Aggregate over consecutive rows, e.g., for computing a moving average.

Action Code Details
Compute centered rolling mean with window size w
data.with_columns(
    smoothValue=pl.col('value').
        rolling_mean(window_size=w, min_periods=0, center=True)
)
Compute centered rolling mean per group with window size w
data.with_columns(
    smoothValue=pl.col('value').
        rolling_mean(window_size=w, min_periods=0, center=True).
        over('patient')
)
Detrend a column by group, using a centered rolling mean with window size w
data.with_columns(
    trend=pl.col('value').
        rolling_mean(window_size=w, min_periods=0, center=True).
        over('patient')
).with_columns(
    detrendedValue=(pl.col('value') - pl.col('trend')).over('Patient')
)
Detrend a column by group but preserve the mean level, using a centered rolling mean with window size w
data.with_columns(
    trend=pl.col('value').rolling_mean(
        window_size=w, min_periods=0, center=True).over('patient')
).with_columns(
    detrendedValue=(
        pl.col('value') - pl.col('trend') + pl.col('trend').mean()
    ).over('Patient')
Over time

Aggregation is done with respect to a date/time column (e.g., hourly, daily, weekly)

Row-based

Rolling computation for each row (i.e., observation in time)

Action Code Details
Rolling computation for a single column, with right-aligned partial window of max n days and at least i rows
data.with_columns(
    pl.col('Hospitalized').rolling_mean(
        by='Date',
        closed='both',
        window_size=f'{n - 1}d',
        min_periods=i
    )
)
Currently only available for rolling_mean(), not any of the other rolling_ functions.
Rolling computation with right-aligned partial window of max n days
new_data = data.rolling(
    index_column='Date',
    period=f'{n}d'
).agg(
    pl.mean('Obs)
)
Rolling computation with right-aligned partial windows of max n days, keep other columns
new_data = data.rolling(
    index_column='Date',
    period=f'{n}d'
).agg(
    pl.exclude(['Date', 'Obs']).last(),
    pl.mean('Obs)
)
Interval-based

Rolling computation for constant (not dynamic!) intervals.
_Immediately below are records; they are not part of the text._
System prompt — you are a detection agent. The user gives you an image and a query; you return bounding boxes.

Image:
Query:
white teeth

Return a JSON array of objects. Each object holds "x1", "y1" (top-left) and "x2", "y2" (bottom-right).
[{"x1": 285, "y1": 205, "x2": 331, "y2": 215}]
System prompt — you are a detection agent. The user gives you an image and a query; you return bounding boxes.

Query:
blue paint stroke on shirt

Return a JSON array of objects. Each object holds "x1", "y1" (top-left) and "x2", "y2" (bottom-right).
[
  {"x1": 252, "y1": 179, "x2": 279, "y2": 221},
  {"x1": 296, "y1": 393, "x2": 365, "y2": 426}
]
This may introduce additional moments in time.

Action Code Details
Daily rolling computation with right-aligned partial window of max n days
new_data = data.group_by_dynamic(
    index_column='Date',
    every='1d',
    offset=f'-{n - 1}d',
    period=f'{n - 1}d',
    label='right',
    closed='both',
    start_by='window'
).agg(
    pl.mean('Obs')
)
To be verified
Dynamic daily rolling statistic proportional to number of window observations, with right-aligned partial window of max n days
new_data = data.group_by_dynamic(
    index_column='Date',
    every='1d',
    offset=f'-{n - 1}d',
    period=f'{n - 1}d',
    label='right',
    closed='both',
    start_by='window'
).agg(
    pl.sum('Hospitalized').alias('DaysHospitalized'),
    pl.count()
).with_columns(
    Proportion=pl.col('DaysHospitalized') / pl.col('count')
)
To be verified
Daily rolling computation with left-aligned partial window of max n days
new_data = data.group_by_dynamic(
    index_column='Date',
    every='1d',
    offset=f'-{n - 1}d',
    period=f'{n - 1}d',
    label='left',
    closed='both',
    start_by='datapoint'
).agg(
    pl.mean('Obs')
)
To be verified

Order

Action Code Details
Reorder all columns in the given order
data.select(pl.col(['patient', 'sex', 'age']))
Reorder specific columns in a given order
cols = ['topic', 'parent', 'language']
data.select(pl.col(cols), pl.exclude(cols))
There doesn't seem to be a shorter way to do this
Sort rows by column value
data.sort('col1')

Grow

Transformations which increase the shape of the data frame

Action Code Details
Append constant numeric column
data.with_columns(Intercept=pl.lit(1))
Append series as new column
s = pl.Series("apple", [10, 20, 30])
data.hstack([s])
Note the brackets

Add derived column(s)

Action Code Details
Transform another column
data.with_columns( ageSq = pl.col('age') ** 2 )
Transform another column
data.with_columns(
    (pl.col('age') ** 2).alias('ageSq')
)
Constant values conditional on another column
data.with_columns(
    AdultScore=pl.when(pl.col('age') >= 18).
        then(pl.lit(1)).
        otherwise(pl.lit(-1))
)
Add multiple columns based on transformations of other columns
data.with_columns(
    ageSq=pl.col('age') ** 2
    hospitalizationsSq=pl.col('hospitalizations') ** 2
)
Add multiple columns based on transformations of other columns
data.with_columns(
    (pl.col('Age') ** 2).alias('Age2')
    pl.col('Age').alias('Age3') ** 3
)
alias() can be called after pl.col(), may be more readable sometimes
Add multiple constant columns based on a dict
for k, v in dict.items():
    data = data.with_columns(pl.lit(v).alias(k))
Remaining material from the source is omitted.